If P. T. Barnum were alive today, would he be selling the impressionable public with bearded ladies? With an animal that is part iguana, part gerbil? Don't be ridiculous! He'd sucker 'em with neuroscience.
Explanations of psychological phenomena seem to generate more public interest when they contain neuroscientific information. Even irrelevant neuroscience information in an explanation of a psychological phenomenon may interfere with people’s abilities to critically consider the underlying logic of this explanation.

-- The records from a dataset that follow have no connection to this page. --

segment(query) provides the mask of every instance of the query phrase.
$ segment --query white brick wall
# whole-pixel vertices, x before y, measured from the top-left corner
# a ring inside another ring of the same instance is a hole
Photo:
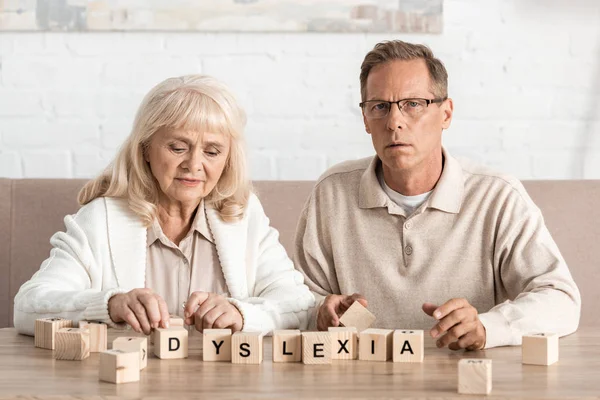
[[[600,178],[600,2],[446,0],[442,35],[0,33],[0,177],[91,177],[144,93],[207,73],[244,104],[254,179],[315,179],[373,153],[365,53],[426,43],[450,74],[456,155],[521,179]]]

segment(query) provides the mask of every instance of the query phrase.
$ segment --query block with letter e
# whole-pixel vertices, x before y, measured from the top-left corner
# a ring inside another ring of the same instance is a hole
[[[100,380],[111,383],[140,380],[140,355],[137,351],[112,349],[100,353]]]
[[[297,329],[273,331],[273,362],[302,361],[302,334]]]
[[[387,361],[392,358],[391,329],[365,329],[358,337],[358,359],[364,361]]]
[[[202,359],[204,361],[231,361],[231,329],[204,329]]]
[[[556,333],[524,335],[521,351],[523,364],[554,364],[558,361],[558,335]]]
[[[331,364],[331,334],[329,332],[302,332],[302,362],[304,364]]]
[[[56,332],[54,358],[81,361],[90,356],[90,331],[83,328],[61,328]]]
[[[231,362],[233,364],[260,364],[263,362],[263,334],[236,332],[231,335]]]
[[[187,358],[188,331],[182,327],[157,328],[154,333],[154,355],[160,359]]]
[[[35,320],[35,347],[54,350],[54,337],[61,328],[72,328],[73,321],[64,318],[40,318]]]
[[[463,359],[458,362],[458,393],[490,394],[492,391],[492,360]]]
[[[79,327],[90,331],[90,352],[106,351],[108,325],[96,321],[79,321]]]
[[[340,317],[340,324],[347,328],[355,327],[360,333],[365,329],[370,328],[375,322],[375,319],[375,315],[358,301],[355,301]]]

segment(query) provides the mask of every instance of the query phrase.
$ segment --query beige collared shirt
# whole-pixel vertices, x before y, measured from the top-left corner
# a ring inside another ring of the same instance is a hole
[[[147,245],[146,287],[165,300],[170,314],[183,316],[182,303],[192,292],[227,293],[204,201],[179,246],[165,236],[157,219],[147,230]]]
[[[575,331],[579,290],[523,185],[444,156],[433,192],[408,216],[379,184],[378,157],[321,177],[300,217],[294,258],[317,301],[361,293],[375,327],[428,332],[435,321],[423,303],[465,298],[480,313],[486,347]]]

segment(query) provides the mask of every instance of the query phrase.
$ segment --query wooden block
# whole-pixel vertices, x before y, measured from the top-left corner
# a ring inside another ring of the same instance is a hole
[[[458,393],[490,394],[492,391],[492,360],[463,359],[458,362]]]
[[[184,327],[183,318],[181,318],[177,315],[170,315],[169,317],[171,317],[169,319],[169,328],[183,328]],[[150,344],[154,344],[154,332],[156,332],[156,329],[152,329],[152,331],[148,335],[148,337],[150,339]]]
[[[260,364],[263,361],[263,334],[236,332],[231,336],[233,364]]]
[[[181,327],[157,328],[154,334],[154,355],[166,360],[174,358],[187,358],[188,356],[188,331]]]
[[[302,362],[307,365],[331,364],[329,332],[302,332]]]
[[[394,331],[392,329],[365,329],[359,334],[358,359],[387,361],[392,358]]]
[[[558,335],[538,333],[523,336],[523,364],[551,365],[558,361]]]
[[[148,365],[148,339],[145,337],[119,337],[113,340],[112,348],[125,353],[137,352],[140,356],[140,369]]]
[[[356,360],[358,358],[358,334],[355,327],[330,327],[331,358],[333,360]]]
[[[394,362],[423,362],[424,340],[422,330],[397,329],[394,331]]]
[[[61,328],[72,328],[73,321],[64,318],[41,318],[35,320],[35,347],[54,350],[54,335]]]
[[[355,301],[340,317],[340,324],[345,327],[355,327],[358,332],[362,332],[371,327],[375,319],[376,317],[369,310]]]
[[[126,352],[118,349],[100,353],[100,380],[111,383],[139,381],[139,353],[135,351]]]
[[[297,329],[273,331],[273,362],[302,361],[302,333]]]
[[[105,323],[97,321],[79,321],[79,327],[90,331],[90,352],[106,351],[107,329]]]
[[[204,361],[231,361],[231,329],[204,329],[202,359]]]
[[[57,360],[81,361],[90,356],[90,331],[84,328],[61,328],[55,336]]]

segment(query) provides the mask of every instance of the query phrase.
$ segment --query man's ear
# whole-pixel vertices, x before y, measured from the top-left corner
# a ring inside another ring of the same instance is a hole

This is according to research conducted by Deena Skolnick Weisberg et. al. at Yale. Their article entitled The Seductive Allure of Neuroscience Explanations is in press at the Journal of Cognitive Neuroscience .
It's worked for me.
But seriously, I think ideas that become part of the zeitgeist in the way neuroscience has recently become salient. We start seeing their application everywhere. It's human nature to resort to heuristics whenever possible, it's why education in criticial thinking skills across disciplines (rather than specific subject matter) is so essential. And those of us in popular fields are no less guilty of being seduced by those ideas, perhaps more so in that we access them all the more quickly and want to believe that our field possesses the answers. Neuroscience has by no means cornered the market on this phenomenon. I guess those working in the field must be vigilant in regard to the language used when reporting findings. And more generally focused media should be aware that when they try to make sensational news out of science by reporting only conclusions without context, they are more likely to lead their readers to draw false conclusions.